Modulating room-temperature phosphorescence of D-π-A luminogens via methyl substitution, positional isomerism, and host-guest doping.

Abstract

Organic room-temperature phosphorescence (RTP) luminogens have showed significant potential in the fields of diagnostics, sensing, and information encryption. However, it is difficult to achieve high RTP yield (Φ_P) and long RTP lifetime simultaneously. By methyl substitution, positional isomerism, and host-guest doping, three new D-π-A type luminogens named as TBTDA, 2M-TBTDA, and 3M-TBTDA were designed and synthesized, whose RTP properties were tuned and optimized. In various solvents and glassy THF solution, similar solvatochromism and phosphorescence nature of three luminogens were revealed. In poly (methyl methacrylate) (PMMA) and polyvinyl alcohol (PVA) matrixes, the luminogens showed high-contrast RTP properties.
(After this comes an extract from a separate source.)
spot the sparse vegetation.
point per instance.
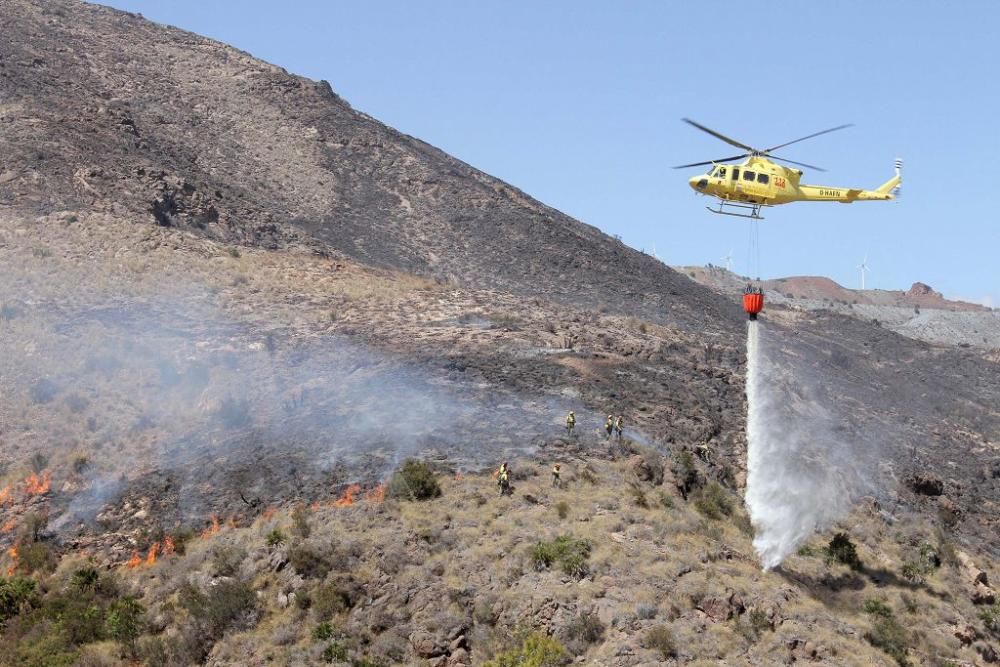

TBTDA emitted invisible afterglow in PMMA films, but with strong RTP and long green afterglow in PVA films. More importantly, 2M-TBTDA showed RTP and afterglow lifetimes of 809.81 ms and 8 s, as well as Φ_P of up to 0.64 in PMMA at 1 % doping concentration. Taking advantage of Foerster resonant energy transfer (FRET), reddish-brown or orange afterglow were observed, with emission maxima of 593-617 nm, RTP and afterglow lifetimes of 299-566 ms and 5-6 s, Φ_P of 0.34-0.46, as well as FRET efficiency of 70-90 %. Finally, dynamic anti-counterfeiting and digital encryption were successfully constructed via different fluorescence, RTP colors, and afterglow lifetimes. This work not only obtained an efficient host-guest doping RTP system, but also can be expected to provide more theoretical guidance and experimental supports for molecular design, dynamic anti-counterfeiting and digital encryption.